[Siegmund]

I came at it yet another slightly different way... and ran into an infinite series I couldn't add up, but it happens to agree exactly with the difference equation solution posted here. As a result, I now have one of the more bizarre combinatorics results I have ever seen.

Let's begin by considering another question: what is the probability that the frog will ever return to the square on which he is currently standing?

He can get there after 3 jumps, RLL LRL or LLR, with probability 3/8.

He can get there after 6 jumps, Rx2 and Lx4, 15 ways out of 64, but 3x3 of these paths repeat the 3-jump patterns twice, and only 6 are new ways.

In general, (3k choose k) ways to return after 3k jumps, but only 2/(3k-1) of these are "new".

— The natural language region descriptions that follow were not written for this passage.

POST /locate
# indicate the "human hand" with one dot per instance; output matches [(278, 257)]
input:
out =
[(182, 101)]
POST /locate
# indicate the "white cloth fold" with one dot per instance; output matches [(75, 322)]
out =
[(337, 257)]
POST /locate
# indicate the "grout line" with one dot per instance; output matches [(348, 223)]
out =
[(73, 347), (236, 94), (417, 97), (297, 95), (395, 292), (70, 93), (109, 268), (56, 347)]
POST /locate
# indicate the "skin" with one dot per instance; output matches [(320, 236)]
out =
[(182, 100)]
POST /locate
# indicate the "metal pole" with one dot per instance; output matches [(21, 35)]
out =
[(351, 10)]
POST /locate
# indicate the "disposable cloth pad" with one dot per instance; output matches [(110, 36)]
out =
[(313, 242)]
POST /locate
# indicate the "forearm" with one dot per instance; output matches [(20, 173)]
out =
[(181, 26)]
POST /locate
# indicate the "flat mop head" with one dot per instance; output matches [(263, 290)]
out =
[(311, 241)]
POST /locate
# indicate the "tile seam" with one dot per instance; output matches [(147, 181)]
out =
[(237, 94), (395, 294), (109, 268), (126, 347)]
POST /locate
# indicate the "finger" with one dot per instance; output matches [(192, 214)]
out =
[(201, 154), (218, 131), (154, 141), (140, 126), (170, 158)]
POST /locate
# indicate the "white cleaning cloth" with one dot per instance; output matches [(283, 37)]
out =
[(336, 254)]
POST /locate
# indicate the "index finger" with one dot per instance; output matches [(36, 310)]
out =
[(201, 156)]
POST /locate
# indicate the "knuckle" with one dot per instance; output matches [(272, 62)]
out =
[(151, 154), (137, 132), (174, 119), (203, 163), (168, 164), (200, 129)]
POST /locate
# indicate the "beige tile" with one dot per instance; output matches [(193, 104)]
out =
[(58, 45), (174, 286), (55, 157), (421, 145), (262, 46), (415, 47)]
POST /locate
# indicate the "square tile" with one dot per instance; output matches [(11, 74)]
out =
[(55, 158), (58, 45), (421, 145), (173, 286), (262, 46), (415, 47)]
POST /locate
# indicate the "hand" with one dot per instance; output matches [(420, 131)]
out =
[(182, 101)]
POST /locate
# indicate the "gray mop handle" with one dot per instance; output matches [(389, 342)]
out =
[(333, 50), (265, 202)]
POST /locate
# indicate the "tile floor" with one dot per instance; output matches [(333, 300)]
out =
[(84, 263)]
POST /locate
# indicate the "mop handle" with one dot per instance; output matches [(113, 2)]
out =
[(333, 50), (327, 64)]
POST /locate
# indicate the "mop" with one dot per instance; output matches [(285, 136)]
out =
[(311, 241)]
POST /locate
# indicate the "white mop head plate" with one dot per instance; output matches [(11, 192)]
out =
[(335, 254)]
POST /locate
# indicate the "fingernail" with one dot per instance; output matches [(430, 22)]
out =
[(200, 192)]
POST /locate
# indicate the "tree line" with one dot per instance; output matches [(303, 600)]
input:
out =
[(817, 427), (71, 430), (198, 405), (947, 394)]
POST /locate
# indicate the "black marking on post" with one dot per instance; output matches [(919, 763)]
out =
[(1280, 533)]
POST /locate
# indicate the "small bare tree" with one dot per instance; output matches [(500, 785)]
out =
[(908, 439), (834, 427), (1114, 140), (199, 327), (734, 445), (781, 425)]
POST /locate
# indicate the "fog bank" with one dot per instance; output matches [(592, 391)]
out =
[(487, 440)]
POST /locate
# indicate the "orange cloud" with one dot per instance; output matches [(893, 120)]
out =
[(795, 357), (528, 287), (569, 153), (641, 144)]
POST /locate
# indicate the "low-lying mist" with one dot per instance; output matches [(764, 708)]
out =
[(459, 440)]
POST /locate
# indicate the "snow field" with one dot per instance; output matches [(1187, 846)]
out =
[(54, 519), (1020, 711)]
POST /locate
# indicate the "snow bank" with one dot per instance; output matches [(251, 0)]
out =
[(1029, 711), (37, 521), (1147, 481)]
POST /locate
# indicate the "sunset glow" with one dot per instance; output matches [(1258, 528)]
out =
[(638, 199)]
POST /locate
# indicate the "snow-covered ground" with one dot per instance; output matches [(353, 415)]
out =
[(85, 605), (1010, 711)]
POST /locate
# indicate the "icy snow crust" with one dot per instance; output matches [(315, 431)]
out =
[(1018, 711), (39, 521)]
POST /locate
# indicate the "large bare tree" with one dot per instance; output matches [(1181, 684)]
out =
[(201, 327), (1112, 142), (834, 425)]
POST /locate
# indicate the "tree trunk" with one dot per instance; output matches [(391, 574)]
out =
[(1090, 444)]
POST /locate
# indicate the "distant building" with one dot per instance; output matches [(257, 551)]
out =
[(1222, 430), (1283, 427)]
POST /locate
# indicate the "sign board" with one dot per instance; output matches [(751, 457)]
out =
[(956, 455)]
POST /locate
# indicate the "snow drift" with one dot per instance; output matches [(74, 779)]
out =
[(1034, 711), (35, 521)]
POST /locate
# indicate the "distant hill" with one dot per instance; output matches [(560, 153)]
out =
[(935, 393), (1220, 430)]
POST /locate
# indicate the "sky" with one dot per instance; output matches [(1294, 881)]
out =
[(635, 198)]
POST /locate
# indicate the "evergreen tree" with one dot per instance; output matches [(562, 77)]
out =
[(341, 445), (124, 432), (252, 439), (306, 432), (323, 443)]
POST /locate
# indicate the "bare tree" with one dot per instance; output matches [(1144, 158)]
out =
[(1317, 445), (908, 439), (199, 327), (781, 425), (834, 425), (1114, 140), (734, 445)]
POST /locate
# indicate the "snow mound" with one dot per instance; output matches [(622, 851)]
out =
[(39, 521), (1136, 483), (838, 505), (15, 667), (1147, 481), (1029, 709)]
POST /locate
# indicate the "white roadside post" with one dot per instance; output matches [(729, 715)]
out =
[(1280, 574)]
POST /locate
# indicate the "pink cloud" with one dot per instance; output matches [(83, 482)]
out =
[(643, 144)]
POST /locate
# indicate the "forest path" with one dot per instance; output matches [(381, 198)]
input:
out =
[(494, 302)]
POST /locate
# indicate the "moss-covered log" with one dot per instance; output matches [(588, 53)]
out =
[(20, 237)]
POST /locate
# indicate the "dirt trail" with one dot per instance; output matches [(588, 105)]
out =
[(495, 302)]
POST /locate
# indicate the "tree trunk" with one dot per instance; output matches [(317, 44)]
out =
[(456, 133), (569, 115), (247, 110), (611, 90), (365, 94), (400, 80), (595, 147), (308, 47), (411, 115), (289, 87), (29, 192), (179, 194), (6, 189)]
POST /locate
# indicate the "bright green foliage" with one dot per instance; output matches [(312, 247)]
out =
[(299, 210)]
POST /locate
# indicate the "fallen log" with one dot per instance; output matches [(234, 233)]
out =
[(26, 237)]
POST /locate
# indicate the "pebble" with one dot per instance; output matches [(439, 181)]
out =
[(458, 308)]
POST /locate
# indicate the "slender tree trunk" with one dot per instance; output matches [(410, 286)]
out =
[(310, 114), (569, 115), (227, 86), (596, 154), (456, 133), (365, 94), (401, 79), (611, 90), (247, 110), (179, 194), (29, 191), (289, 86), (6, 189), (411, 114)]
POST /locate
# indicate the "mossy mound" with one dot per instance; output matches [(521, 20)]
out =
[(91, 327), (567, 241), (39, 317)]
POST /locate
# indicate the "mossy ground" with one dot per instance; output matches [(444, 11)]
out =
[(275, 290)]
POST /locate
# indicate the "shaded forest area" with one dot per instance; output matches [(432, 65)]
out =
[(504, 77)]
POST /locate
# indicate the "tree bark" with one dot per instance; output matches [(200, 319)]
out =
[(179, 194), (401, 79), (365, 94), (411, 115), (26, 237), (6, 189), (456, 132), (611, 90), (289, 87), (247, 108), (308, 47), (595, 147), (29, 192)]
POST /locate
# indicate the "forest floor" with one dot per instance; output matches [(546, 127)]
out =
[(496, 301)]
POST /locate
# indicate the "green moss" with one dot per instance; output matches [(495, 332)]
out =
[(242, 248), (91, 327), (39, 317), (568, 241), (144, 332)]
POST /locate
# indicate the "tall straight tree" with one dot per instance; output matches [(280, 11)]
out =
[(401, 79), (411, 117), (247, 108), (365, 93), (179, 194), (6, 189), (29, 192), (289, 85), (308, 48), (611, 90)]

The sum of (3k choose k) * 2/(3k-1) *2^(-3k), from 1 to infinity, gives us the probability the frog will return to his current position. Call this P.

Then the number of times the frog will return to his current position is a geometric distribution with parameter P, and the expected number of times the frog will visit a position, given that he visits it at least once, is 1/(1-P).

We also can see that the frog's average speed is 1/2 to the right... that is, his expected number of visits to each position must be 2.

Therefore, he must visit 2*(1-P) of the squares an average of 1/(1-P) times each, and never visit the remaining 2P-1 squares at all.

As it happens, P~.572949017, which is jason's 1-M, and 2P-1 comes out to f97's Y.

What a roundabout way to show that sum[3k choose k)*2/(3k-2)*2^(-3k), {k,1,Infinity}] = (9-3sqrt(5))/4. The difference-equation route is certainly an elegant way to get the exact answer... but hopefully this shows the connection between the two correct methods posted.